Installé sur un des barreaux de l’échelle qui mène aux cages, pattes enfouies sous le ventre, j’écoute, sans conviction, les arguments de mes frères faits de raclements de gorge, de faux-départs de chant, de mouvements brefs des ailes, du cou, des pattes. 

La discussion, comme souvent, traite des ancêtres et de la place qui doit leur revenir dans notre espace de vie. Soubresauts nerveux, gloussements, ébrouements irrités, les points de vue divergent, les crêtes se dressent, se gonflent, rougissent.
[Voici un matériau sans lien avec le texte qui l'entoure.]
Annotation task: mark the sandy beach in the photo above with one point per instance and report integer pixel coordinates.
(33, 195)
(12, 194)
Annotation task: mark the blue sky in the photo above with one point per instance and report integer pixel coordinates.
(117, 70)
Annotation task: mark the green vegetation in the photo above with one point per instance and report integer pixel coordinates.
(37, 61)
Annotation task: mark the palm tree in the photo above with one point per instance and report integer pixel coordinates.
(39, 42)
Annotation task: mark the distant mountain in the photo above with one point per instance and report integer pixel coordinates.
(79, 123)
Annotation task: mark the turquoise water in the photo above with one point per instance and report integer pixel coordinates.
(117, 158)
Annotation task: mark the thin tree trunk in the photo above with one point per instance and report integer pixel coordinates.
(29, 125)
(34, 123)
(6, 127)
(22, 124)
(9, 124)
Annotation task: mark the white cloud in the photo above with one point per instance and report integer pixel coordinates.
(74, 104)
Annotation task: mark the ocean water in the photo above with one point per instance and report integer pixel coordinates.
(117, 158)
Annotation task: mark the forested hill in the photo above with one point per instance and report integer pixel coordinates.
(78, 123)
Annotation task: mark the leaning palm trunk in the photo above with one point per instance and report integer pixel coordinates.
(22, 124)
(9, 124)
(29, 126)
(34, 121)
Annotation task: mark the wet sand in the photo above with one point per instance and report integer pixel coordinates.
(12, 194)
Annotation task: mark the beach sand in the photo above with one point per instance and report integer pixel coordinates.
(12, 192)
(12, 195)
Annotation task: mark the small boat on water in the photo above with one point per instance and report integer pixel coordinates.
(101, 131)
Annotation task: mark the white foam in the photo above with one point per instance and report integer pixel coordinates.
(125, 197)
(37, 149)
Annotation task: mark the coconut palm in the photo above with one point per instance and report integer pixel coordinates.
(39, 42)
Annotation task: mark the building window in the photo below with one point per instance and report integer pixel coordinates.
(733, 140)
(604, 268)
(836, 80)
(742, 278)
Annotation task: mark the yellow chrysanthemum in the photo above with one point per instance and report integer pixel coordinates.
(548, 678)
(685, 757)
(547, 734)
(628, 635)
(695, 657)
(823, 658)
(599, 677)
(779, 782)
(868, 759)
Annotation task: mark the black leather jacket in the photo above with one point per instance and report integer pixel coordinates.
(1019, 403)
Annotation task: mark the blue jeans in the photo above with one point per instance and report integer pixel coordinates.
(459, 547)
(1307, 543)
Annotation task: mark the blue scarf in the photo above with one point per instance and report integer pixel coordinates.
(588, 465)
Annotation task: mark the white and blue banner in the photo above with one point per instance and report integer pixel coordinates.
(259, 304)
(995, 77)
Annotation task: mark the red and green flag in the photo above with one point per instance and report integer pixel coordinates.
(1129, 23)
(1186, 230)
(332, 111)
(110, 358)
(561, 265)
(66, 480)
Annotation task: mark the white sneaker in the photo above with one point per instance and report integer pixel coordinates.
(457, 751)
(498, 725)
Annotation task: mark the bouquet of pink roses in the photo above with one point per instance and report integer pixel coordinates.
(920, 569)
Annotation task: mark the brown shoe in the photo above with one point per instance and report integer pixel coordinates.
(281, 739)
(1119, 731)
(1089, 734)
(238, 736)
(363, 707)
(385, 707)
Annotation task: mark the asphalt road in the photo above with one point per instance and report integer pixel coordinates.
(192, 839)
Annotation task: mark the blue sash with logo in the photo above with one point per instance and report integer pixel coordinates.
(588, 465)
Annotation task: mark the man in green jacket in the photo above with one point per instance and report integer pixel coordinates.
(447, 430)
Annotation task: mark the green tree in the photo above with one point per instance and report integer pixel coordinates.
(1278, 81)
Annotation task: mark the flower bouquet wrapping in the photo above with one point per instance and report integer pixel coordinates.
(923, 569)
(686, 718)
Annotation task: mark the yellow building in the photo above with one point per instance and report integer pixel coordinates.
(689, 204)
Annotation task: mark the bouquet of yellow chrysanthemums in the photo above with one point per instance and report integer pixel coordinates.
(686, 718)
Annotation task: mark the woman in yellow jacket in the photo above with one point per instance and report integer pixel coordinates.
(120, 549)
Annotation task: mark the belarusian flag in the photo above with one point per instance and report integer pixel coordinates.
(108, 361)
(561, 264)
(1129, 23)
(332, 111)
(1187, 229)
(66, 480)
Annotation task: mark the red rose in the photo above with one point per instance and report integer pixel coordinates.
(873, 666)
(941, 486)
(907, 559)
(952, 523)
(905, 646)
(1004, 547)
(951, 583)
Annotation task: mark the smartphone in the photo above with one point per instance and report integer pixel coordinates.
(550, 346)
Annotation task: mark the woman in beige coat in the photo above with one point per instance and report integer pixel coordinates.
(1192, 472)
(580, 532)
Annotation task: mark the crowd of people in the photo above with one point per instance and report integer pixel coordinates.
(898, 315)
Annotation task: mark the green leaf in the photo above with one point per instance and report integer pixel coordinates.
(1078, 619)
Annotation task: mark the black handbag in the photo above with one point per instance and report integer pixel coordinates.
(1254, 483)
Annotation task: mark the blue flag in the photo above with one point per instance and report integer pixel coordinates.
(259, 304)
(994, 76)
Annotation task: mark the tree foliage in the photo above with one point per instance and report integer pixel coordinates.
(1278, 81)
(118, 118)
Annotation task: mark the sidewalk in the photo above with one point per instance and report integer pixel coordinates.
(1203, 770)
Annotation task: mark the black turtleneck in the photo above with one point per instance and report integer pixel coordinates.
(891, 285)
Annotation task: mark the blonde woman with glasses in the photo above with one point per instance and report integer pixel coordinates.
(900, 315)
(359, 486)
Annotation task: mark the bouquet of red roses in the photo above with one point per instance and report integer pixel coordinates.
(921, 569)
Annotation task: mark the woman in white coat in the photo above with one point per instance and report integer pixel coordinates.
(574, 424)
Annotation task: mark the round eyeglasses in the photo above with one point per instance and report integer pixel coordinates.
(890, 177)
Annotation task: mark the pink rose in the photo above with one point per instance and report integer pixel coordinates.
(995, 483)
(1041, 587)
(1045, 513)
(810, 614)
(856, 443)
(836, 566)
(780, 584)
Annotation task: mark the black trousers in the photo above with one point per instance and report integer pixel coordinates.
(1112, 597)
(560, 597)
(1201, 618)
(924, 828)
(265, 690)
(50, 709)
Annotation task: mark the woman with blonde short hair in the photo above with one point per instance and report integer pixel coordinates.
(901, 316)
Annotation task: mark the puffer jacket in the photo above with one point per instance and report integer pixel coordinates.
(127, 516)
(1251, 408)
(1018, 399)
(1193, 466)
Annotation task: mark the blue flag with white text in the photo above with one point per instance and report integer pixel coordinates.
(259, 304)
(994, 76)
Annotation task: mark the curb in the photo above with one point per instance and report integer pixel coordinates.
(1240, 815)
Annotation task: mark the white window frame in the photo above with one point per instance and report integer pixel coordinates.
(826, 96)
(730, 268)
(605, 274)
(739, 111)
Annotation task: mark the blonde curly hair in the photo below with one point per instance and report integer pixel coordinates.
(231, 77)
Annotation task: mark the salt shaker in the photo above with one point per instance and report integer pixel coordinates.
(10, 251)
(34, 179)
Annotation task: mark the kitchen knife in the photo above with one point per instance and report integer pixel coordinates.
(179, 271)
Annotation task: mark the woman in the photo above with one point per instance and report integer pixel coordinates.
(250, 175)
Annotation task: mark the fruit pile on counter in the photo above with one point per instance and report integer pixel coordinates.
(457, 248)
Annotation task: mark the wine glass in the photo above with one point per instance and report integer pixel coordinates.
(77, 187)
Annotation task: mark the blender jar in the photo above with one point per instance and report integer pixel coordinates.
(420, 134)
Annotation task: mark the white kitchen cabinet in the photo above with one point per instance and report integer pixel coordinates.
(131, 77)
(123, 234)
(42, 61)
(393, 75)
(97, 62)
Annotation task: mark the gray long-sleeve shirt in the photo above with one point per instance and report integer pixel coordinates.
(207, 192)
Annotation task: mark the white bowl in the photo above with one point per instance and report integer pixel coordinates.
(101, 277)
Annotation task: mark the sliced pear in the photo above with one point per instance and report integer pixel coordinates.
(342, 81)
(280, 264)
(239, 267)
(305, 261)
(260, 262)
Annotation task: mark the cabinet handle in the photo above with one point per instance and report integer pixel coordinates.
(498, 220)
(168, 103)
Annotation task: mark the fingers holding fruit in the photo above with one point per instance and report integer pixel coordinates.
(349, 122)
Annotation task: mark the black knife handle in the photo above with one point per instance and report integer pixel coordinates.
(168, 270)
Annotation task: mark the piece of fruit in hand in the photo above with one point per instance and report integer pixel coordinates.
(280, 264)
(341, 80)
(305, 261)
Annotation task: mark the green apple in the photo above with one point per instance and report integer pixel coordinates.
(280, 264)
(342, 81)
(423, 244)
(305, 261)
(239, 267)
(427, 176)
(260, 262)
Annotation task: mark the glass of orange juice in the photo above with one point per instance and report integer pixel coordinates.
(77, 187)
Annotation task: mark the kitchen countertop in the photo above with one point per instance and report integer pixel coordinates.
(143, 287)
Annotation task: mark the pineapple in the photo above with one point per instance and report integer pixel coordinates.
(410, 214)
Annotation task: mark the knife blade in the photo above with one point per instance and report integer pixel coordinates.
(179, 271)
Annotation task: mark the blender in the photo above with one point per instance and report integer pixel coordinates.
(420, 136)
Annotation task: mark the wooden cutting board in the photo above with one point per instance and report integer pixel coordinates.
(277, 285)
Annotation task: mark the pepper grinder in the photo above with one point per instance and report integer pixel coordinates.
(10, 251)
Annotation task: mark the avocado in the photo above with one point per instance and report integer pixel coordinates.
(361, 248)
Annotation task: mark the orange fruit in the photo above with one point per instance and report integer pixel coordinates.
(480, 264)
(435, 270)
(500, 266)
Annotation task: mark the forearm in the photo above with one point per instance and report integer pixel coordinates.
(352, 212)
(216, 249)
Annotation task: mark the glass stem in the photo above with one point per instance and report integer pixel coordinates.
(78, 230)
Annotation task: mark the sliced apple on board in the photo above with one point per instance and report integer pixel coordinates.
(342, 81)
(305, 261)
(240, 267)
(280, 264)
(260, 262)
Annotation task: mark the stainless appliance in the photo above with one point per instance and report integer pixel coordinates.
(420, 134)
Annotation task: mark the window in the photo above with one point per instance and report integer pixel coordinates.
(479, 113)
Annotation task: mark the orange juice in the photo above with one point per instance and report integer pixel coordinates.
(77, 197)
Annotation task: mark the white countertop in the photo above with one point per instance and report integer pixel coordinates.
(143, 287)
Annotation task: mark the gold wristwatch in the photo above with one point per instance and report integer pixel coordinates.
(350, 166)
Quelques-uns grattent la terre, s’abîment, soudain pensifs, dans l’examen des écailles de leurs pattes. La discussion traîne en longueur. On se perd en arguties, mais sans conviction, comme par obligation. Une légère torpeur finit par envahir les esprits. Mais vient le signal libérateur d’une ponte imminente. Le présent soudain reprend ses droits. Je me dresse et exécute quelques battements d’ailes, imité par mes voisins. Quelques-uns partent à la chasse aux vers. Les œufs qui s’annoncent viennent balayer les palabres oiseuses, les discours péremptoires. Chacun sent bien qu’une partie du problème d’un coup s’est évanoui, sans qu’il soit besoin même de le souligner. On respire. Une porte est ouverte. Libre aux esprits des ancêtres de venir y passer une tête.